24 Doch opdat gij moogt weten, dat de Zoon des mensen macht heeft op de aarde, de zonde te vergeven (zeide Hij tot den geraakte): Ik zeg u, sta op, en neem uw beddeken op, en ga heen naar uw huis.
Přesvědčím vás, že Syn člověka má na zemi právo odpouštět hříchy.“Obrátil se k ochrnutému se slovy: „Vstaň, vezmi si svoje lehátko a jdi domů!“
25 En hij, terstond voor Hem opstaande, en opgenomen hebbende hetgeen, daar hij op gelegen had, ging heen naar zijn huis, God verheerlijkende.
A tak se stalo: před očima všech muž vstal, sbalil svou rohož, šel domů a cestou hlasitě děkoval Bohu.
26 En ontzetting heeft hen allen bevangen, en zij verheerlijkten God, en werden vervuld met vreze, zeggende: Wij hebben heden ongelofelijke dingen gezien.
Celé shromáždění bylo vzrušeno a lidé, plni svaté bázně, chválili Boha a říkali: „Dnes jsme viděli neuvěřitelné věci.“
27 En na dezen ging Hij uit, en zag een tollenaar, met name Levi, zitten in het tolhuis, en zeide tot hem: Volg Mij.
Ježíš šel dál. Cestou uviděl v celnici výběrčího daní jménem Levi a řekl mu: „Pojď, staň se mým následovníkem!“
28 En hij, alles verlatende, stond op en volgde Hem.
Levi nechal všeho, vstal a šel za Ježíšem.
29 En Levi richtte Hem een groten maaltijd aan, in zijn huis; en er was een grote schare van tollenaren, en van anderen, die met hen aanzaten.
Doma pak vystrojil pro Ježíše a jeho žáky hostinu.

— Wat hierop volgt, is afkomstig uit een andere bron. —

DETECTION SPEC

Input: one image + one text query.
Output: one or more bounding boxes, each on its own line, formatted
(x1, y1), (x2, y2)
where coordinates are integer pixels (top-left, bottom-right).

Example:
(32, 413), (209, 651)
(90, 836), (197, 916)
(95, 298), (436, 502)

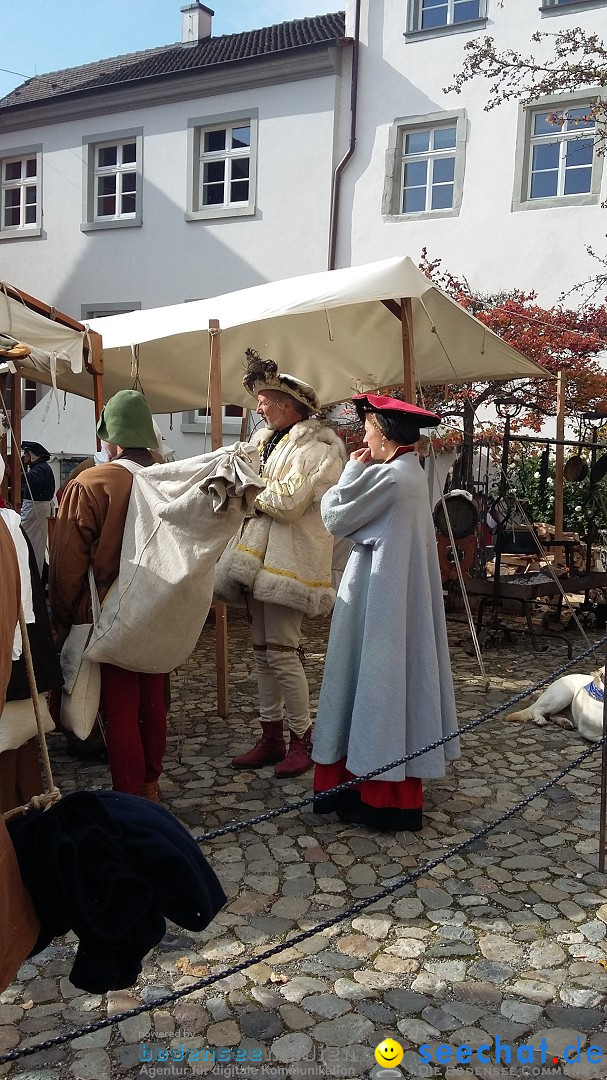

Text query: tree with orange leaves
(420, 248), (607, 486)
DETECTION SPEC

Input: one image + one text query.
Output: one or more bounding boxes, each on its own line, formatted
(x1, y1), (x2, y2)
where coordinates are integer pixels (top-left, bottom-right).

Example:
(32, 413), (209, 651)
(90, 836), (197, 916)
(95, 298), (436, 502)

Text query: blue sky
(0, 0), (334, 97)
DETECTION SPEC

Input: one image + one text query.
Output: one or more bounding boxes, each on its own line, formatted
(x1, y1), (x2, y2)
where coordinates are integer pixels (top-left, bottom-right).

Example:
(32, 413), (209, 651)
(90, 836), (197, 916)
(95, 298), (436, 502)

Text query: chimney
(181, 0), (215, 45)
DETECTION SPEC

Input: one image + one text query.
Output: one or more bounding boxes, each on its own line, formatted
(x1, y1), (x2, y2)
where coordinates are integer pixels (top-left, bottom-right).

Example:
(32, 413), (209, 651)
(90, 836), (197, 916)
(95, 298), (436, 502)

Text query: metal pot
(590, 454), (607, 487)
(563, 454), (587, 483)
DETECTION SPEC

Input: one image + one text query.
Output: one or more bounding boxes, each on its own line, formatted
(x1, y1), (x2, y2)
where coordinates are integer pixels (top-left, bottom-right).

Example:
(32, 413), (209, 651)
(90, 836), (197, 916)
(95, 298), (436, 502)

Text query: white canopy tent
(86, 258), (549, 413)
(0, 258), (549, 716)
(0, 258), (549, 413)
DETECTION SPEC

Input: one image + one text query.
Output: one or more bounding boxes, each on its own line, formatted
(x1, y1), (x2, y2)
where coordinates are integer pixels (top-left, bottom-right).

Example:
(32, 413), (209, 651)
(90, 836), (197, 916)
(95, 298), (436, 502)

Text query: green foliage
(508, 451), (607, 536)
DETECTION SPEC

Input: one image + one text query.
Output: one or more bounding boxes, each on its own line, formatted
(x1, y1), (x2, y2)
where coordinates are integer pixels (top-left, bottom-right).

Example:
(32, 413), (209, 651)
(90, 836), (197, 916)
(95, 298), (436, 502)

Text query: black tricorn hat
(22, 442), (51, 461)
(352, 394), (441, 446)
(352, 394), (441, 428)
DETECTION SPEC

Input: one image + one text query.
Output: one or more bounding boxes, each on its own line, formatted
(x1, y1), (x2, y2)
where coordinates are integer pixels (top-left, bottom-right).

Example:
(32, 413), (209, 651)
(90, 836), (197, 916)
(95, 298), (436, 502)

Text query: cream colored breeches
(247, 596), (310, 735)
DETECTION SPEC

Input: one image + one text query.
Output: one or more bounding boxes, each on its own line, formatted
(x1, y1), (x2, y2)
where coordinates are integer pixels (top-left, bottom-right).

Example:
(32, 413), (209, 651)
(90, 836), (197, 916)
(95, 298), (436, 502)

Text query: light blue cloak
(312, 454), (459, 781)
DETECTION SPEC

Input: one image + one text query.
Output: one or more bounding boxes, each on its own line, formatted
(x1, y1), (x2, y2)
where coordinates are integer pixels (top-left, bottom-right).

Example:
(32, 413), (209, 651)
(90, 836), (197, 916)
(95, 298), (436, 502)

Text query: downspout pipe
(328, 0), (362, 270)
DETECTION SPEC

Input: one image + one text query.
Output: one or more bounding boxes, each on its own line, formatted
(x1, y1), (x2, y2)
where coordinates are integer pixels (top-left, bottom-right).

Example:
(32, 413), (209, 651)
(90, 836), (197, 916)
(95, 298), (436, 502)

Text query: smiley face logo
(375, 1039), (404, 1069)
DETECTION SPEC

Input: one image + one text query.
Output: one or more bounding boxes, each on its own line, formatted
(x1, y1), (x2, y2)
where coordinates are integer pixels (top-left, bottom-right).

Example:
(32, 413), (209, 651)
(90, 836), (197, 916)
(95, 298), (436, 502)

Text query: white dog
(507, 667), (605, 742)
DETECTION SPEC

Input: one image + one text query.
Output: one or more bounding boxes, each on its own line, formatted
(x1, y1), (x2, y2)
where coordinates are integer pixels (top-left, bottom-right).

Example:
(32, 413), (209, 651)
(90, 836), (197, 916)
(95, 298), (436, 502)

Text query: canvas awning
(0, 258), (550, 413)
(0, 285), (85, 382)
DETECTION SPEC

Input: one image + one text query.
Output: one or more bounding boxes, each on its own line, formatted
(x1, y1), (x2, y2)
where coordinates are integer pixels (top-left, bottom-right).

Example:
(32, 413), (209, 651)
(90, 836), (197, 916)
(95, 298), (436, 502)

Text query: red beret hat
(352, 394), (441, 428)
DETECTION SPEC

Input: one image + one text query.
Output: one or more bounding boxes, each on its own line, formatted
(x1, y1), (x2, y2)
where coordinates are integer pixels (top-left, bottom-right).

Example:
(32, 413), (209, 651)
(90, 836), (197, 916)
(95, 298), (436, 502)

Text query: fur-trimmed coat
(215, 419), (346, 617)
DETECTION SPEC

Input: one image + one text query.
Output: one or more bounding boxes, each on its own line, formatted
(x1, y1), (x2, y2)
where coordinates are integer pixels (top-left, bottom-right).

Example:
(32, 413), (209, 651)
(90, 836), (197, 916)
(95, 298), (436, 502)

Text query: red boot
(274, 727), (314, 780)
(231, 720), (286, 769)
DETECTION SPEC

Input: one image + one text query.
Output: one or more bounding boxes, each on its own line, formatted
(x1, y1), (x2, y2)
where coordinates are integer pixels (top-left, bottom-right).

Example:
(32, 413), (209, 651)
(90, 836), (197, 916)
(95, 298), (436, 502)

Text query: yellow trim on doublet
(237, 543), (333, 589)
(257, 566), (333, 589)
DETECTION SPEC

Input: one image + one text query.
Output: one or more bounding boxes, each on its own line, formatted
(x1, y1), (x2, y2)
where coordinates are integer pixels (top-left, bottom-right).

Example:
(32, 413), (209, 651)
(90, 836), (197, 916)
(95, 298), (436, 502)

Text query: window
(95, 140), (137, 220)
(514, 98), (603, 210)
(382, 112), (466, 220)
(186, 114), (257, 220)
(408, 0), (486, 32)
(0, 147), (42, 237)
(181, 405), (243, 435)
(82, 129), (143, 231)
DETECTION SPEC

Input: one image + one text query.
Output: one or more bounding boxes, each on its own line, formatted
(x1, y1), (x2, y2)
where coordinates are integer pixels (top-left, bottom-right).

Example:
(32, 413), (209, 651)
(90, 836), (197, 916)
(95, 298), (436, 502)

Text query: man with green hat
(50, 390), (166, 802)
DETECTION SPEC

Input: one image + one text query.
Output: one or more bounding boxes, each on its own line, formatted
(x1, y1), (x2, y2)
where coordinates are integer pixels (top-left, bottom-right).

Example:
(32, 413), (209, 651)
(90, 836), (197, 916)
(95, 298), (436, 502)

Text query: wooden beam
(207, 319), (229, 717)
(2, 285), (85, 332)
(0, 375), (9, 502)
(84, 330), (104, 450)
(11, 370), (23, 514)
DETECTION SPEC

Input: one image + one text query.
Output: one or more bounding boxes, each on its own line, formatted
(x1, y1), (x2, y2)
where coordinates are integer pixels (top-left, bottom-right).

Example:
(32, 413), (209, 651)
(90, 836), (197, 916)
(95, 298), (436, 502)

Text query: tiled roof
(0, 12), (345, 109)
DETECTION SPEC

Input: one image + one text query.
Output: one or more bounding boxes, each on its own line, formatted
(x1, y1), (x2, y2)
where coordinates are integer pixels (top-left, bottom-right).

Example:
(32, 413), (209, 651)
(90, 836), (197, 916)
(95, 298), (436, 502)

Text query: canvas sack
(84, 443), (260, 673)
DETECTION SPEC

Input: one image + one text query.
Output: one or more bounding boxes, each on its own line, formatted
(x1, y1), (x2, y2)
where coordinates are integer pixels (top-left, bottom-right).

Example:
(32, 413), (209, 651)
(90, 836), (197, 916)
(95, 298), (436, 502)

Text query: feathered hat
(242, 349), (321, 416)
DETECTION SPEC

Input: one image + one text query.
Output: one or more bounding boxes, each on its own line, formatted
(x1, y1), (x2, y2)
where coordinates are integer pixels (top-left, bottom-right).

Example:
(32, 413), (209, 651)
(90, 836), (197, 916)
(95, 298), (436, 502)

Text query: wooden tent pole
(554, 372), (566, 540)
(84, 330), (104, 450)
(208, 319), (229, 717)
(401, 296), (416, 405)
(0, 375), (9, 501)
(11, 370), (23, 514)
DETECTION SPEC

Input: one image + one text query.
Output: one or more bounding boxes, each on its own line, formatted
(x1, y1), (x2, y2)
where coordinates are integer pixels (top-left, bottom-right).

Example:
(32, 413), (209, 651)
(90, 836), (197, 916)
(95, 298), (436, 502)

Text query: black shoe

Na ni pozval i mnoho svých dřívějších kolegů.
30 En hun Schriftgeleerden en de Farizeen murmureerden tegen Zijn discipelen, zeggende: Waarom eet en drinkt gij met tollenaren en zondaren?
To pohoršilo farizeje a učitele zákona, takže vytýkali učedníkům: „Proč jíte a pijete s lidmi, kterými každý slušný člověk pohrdá?“
31 En Jezus, antwoordende, zeide tot hen: Die gezond zijn, hebben den medicijnmeester niet van node, maar die ziek zijn.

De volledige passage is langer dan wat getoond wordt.